- Directed by: Johanna Kern
- Written by: Johanna Kern
- Based on: Frank, Big Baba and Forty Thieves
- Produced by: Johanna Kern
- Production companies: After Rain Films Film Factory Studio
- Release date: September 4, 2012;
- Country: Canada
- Language: English

= Shadowland: The Legend =

Shadowland: The Legend, also known as Shadowland, The Legend, is a 2012 Canadian independent fantasy family film. The film is based on a stage production Frank, Big Baba and Forty Thieves, written, directed and produced by Johanna Kern, who later adapted the story for the screen, as well as directed and produced it under After Rain Films banner in association with Factory Film Studio.

== Plot ==
Frank (Nathan Pidgeon) and his sister Caroline (Agnes Podbielska) accidentally get transported to mythical Attic Town in a world of mystery, adventure and intrigue: Shadowland.
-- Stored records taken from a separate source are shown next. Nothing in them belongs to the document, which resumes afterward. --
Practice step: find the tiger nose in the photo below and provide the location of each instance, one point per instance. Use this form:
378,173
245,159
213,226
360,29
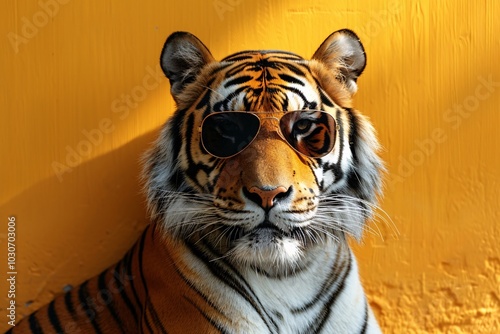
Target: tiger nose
267,197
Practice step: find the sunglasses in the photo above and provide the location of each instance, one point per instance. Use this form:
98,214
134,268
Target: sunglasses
309,132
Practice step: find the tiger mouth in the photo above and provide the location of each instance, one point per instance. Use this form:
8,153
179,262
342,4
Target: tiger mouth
267,232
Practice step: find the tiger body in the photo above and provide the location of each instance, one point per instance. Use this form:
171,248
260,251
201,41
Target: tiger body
255,241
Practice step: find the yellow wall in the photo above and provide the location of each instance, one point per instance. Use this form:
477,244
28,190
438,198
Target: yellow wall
432,89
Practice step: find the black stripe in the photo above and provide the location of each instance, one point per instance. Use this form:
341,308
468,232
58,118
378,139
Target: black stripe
325,100
88,306
54,320
123,293
234,280
204,101
335,270
128,264
101,282
149,306
34,324
238,81
290,79
210,320
327,308
365,320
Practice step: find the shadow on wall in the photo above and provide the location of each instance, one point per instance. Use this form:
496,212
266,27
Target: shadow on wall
71,230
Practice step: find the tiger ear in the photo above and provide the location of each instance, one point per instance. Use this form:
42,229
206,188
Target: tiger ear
343,53
182,58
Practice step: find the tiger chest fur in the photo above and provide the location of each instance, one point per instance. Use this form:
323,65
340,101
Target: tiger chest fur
253,185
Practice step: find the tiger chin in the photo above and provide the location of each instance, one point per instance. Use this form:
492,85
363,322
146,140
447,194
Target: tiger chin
254,185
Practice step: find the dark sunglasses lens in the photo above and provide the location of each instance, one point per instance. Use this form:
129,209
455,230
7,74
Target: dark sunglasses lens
225,134
311,133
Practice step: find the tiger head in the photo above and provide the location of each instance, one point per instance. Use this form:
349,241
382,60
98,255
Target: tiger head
264,159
The land is ruled and robbed by The Great Syndicate and, while scary Shadows kidnap anyone who is out after dark, the Patrolling Thieves make the daylight miserable for everyone. Not realizing that they shifted in space and time, the siblings split, while looking for directions. Frank meets Donlore (Andrew Guy), a young Patrolling Thief, and trusts this shadowy figure despite his first instincts. Caroline finds herself on a farm outside of town. She soon sets on a journey to find her brother and help him realize his mistake. She has to find him before dark. When the night falls, he will remain one of the dark rulers forever and there will be no way back. In the meantime, the underground opposition of Attic Town begins to revolt.

== Production ==
Shadowland: The Legend was shot under a working title Frank, Big Baba and Forty Thieves. With its visual effects, and a large cast of hundreds of actors, young performers, professional martial artists and extras, the film has become an unusually big production for an independent film in the fantasy / family genre. The Shadows were played by dozens of high-profile martial artists, including members of the Canadian martial artist team. The film took several years in post-production, due to extensive financial problems and Visual Effects that took 4 and a half years to complete.

== Music ==

Over 80 minutes of the original score for the film was written by Romuald Lipko who has written numerous hit songs for many famous European pop stars and is also the famous leading composer for the Polish music band Budka Suflera, that has been topping the music charts for over 30 years. In creating the music for "Shadowland: The Legend", two other associate composers participated, also members of "Budka Suflera": Piotr Kominek and Lukasz Pilch.
One of the musical pieces written by Romuald Lipko became the film’s main theme song, titled also “Shadowland: The Legend”. Johanna Kern wrote the lyrics, and Lukasz Pilch performed and recorded the song. The song quickly hit many English and French language radio stations across Canada, and is also available worldwide on iTunes in the POP MUSIC section.

== Cast ==

The film’s cast members are all Canadian talent, including first-timers as well as seasoned actors. Nathan Pidgeon (Frank) and Agnes Podbielska (Caroline, Frank’s sister) are both first-timers to film. Donlore, a Patrolling Thief who takes young Frank under his wing, is played by seasoned actor Andrew Guy, who has had roles in a number of feature films including The Rhino Brothers, Cooler Climate, Man with a Gun, Kissed and Intersection (with Richard Gere), as well as notable television guest appearances on Sliders, Highlander and others.
The film also stars Mark Whelan (Revil), who is the face of the Sleeman™ franchise.
Vieslav Krystyan plays the role of Centres, leader of the underground opposition. Krystyan, a seasoned actor, performed in numerous feature films and TV series including Fugitive Pieces, 54, Darkman III, Nikita, The Shrine, Soul Food, Relic Hunter, PSI Factor: Chronicles of the Paranormal, Kung Fu: The Legend Continues among others.

== Distribution ==

"Shadowland: The Legend" was picked up for Canadian distribution by Entertainment One and is represented worldwide by Princ Films and Factory Film Studio (Sales Agencies). The film was first released across Canada on September 4, 2012 as VOD on Rogers, Shaw Cable, Sasktel, MTS, Google Play and iTunes. The USA release date: July 23, 2013 on iTunes, Amazon, Google Play, Hulu, Fandor and Big Start.

== News ==

Johanna Kern and After Rain Films went on to producing and releasing a reality style series, "Shadowland: The Legend - Making Of" – shot behind the scenes on the film’s set and edited for online viewers. Together with the British author Roy Fitzimmonds, Johanna Kern wrote a novel based on her film "Shadowland: The Legend". The novel was published in the U.S.A. by Humans Of Planet Earth Association and received two awards: runner up at the San Francisco Book Festival 2013 and honorable mention at the New York Book Festival 2013. The paperback edition became available worldwide via Amazon and other retailers.